The firm’s tadalafil oral film candidate is a generic version of Eli Lilly’s Cialis, a treatment for erectile dysfunction.
The New Jersey-headquartered firm is readying the product for market entry in 2020, but received a setback when the US Food and Drug Administration (FDA) issued a complete response letter (CRL).
According to the company, the regulator demanded additional data to form part of its new drug application (NDA). Aquestive also confirmed it would be looking to work with an alternative supplier of the active pharmaceutical ingredient (API) for the product.
A spokesperson explained to us why it had taken the decision: “We decided to engage an alternate supplier because of new concerns about the quality controls with a supplier of the tadalafil API.”
“We have identified an alternate supplier for this API, and feel their reputation for quality manufacturing aligns better with our own commitment to patient and product safety,” the spokesperson continued.

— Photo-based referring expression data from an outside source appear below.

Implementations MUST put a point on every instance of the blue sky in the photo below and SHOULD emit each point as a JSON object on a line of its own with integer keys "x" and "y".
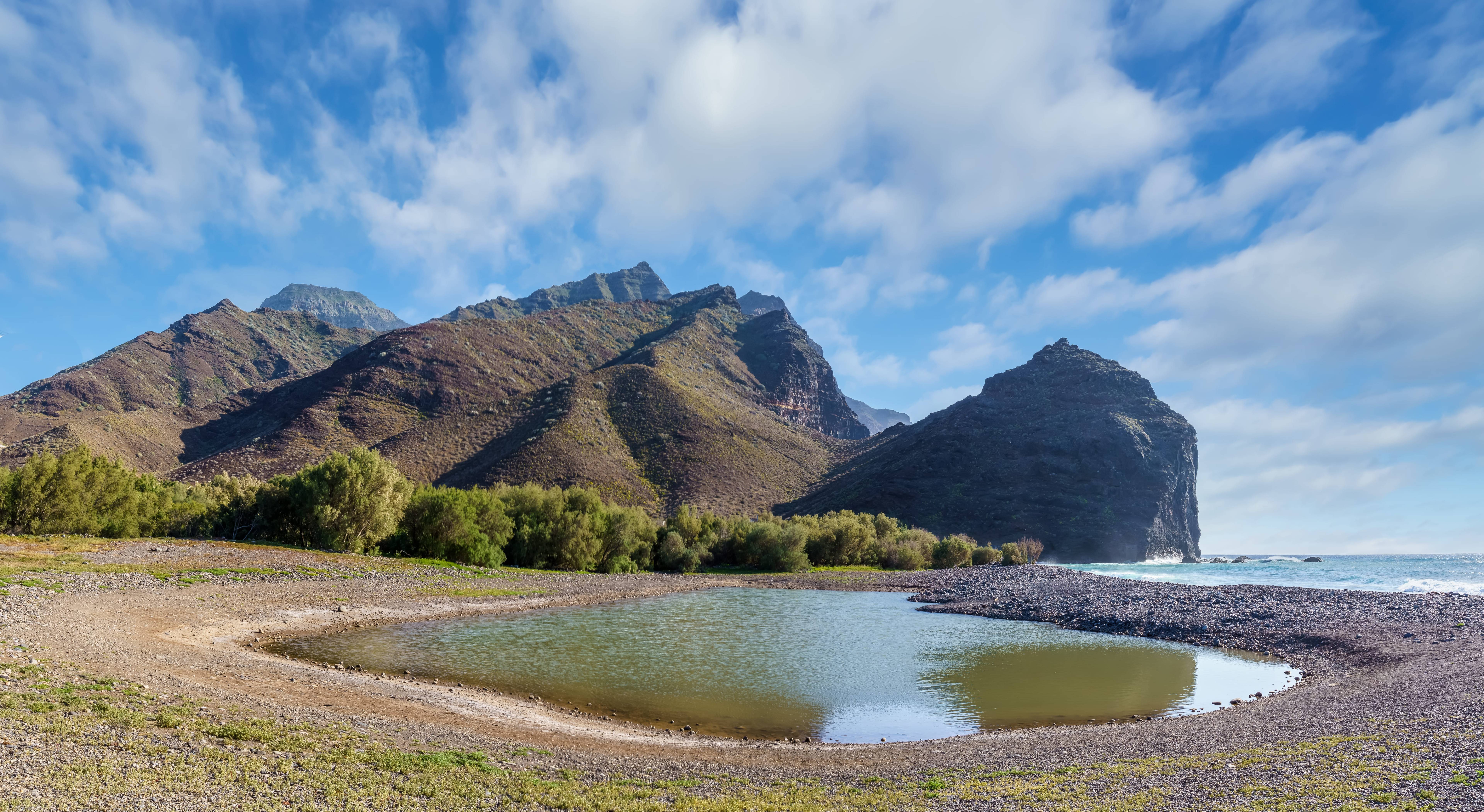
{"x": 1271, "y": 208}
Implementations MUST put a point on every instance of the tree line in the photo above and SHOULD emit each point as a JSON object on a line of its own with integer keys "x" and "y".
{"x": 360, "y": 502}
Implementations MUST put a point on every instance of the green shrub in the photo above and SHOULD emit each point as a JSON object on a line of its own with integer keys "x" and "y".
{"x": 986, "y": 556}
{"x": 953, "y": 551}
{"x": 467, "y": 526}
{"x": 618, "y": 565}
{"x": 674, "y": 556}
{"x": 84, "y": 493}
{"x": 774, "y": 548}
{"x": 1011, "y": 554}
{"x": 348, "y": 504}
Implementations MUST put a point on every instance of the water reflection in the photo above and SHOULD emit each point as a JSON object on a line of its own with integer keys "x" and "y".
{"x": 795, "y": 663}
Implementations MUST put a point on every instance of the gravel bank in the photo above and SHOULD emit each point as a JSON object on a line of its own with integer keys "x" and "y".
{"x": 1390, "y": 679}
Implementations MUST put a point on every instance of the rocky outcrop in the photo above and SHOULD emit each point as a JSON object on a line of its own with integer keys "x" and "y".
{"x": 801, "y": 385}
{"x": 340, "y": 308}
{"x": 1071, "y": 448}
{"x": 755, "y": 303}
{"x": 876, "y": 419}
{"x": 631, "y": 284}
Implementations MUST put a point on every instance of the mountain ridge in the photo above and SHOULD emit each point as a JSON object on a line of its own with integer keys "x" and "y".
{"x": 1069, "y": 448}
{"x": 631, "y": 284}
{"x": 876, "y": 421}
{"x": 349, "y": 309}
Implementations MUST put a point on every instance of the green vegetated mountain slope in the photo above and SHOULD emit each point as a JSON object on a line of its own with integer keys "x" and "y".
{"x": 1071, "y": 448}
{"x": 631, "y": 284}
{"x": 654, "y": 403}
{"x": 137, "y": 400}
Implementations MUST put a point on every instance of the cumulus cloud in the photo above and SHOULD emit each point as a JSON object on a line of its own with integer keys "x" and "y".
{"x": 961, "y": 348}
{"x": 1289, "y": 53}
{"x": 1381, "y": 265}
{"x": 1174, "y": 24}
{"x": 1172, "y": 201}
{"x": 1270, "y": 470}
{"x": 113, "y": 131}
{"x": 670, "y": 127}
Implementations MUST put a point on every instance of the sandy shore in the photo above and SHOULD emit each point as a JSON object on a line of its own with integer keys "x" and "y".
{"x": 1379, "y": 666}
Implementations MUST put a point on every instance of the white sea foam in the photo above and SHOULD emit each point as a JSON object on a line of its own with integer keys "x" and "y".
{"x": 1434, "y": 585}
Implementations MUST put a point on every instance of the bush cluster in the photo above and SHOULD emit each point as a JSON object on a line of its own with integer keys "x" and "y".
{"x": 361, "y": 502}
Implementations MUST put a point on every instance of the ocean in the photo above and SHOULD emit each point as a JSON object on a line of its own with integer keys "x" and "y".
{"x": 1379, "y": 574}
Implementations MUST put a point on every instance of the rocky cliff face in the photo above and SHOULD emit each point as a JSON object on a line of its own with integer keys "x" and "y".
{"x": 631, "y": 284}
{"x": 1071, "y": 448}
{"x": 801, "y": 384}
{"x": 654, "y": 403}
{"x": 755, "y": 303}
{"x": 340, "y": 308}
{"x": 876, "y": 419}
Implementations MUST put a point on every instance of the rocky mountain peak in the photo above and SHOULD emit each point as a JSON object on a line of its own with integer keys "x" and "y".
{"x": 1069, "y": 448}
{"x": 631, "y": 284}
{"x": 1071, "y": 375}
{"x": 340, "y": 308}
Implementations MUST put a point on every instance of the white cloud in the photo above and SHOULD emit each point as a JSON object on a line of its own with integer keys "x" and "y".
{"x": 670, "y": 127}
{"x": 113, "y": 131}
{"x": 1170, "y": 201}
{"x": 1272, "y": 470}
{"x": 967, "y": 347}
{"x": 1381, "y": 265}
{"x": 1174, "y": 24}
{"x": 1072, "y": 299}
{"x": 1289, "y": 53}
{"x": 962, "y": 348}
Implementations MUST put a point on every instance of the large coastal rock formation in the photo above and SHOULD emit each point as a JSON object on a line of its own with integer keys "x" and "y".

Both new and previous API supplier identities remain undisclosed but the spokesperson confirmed that the switch would not change its expected market entry timeline, which will follow the expiration of Lilly’s patents on tadalafil in 2020.
According to company research, there is a demand for the product as patients using the erectile dysfunction treatment “value discreteness and portability,” and the “oral film technology may provide both of these benefits.”
Last month, the FDA approved Aquestive’s Sympazan (clobazam), a treatment for Lennox-Gastaut syndrome, that also uses PharmaFilm technology as an oral film drug delivery option.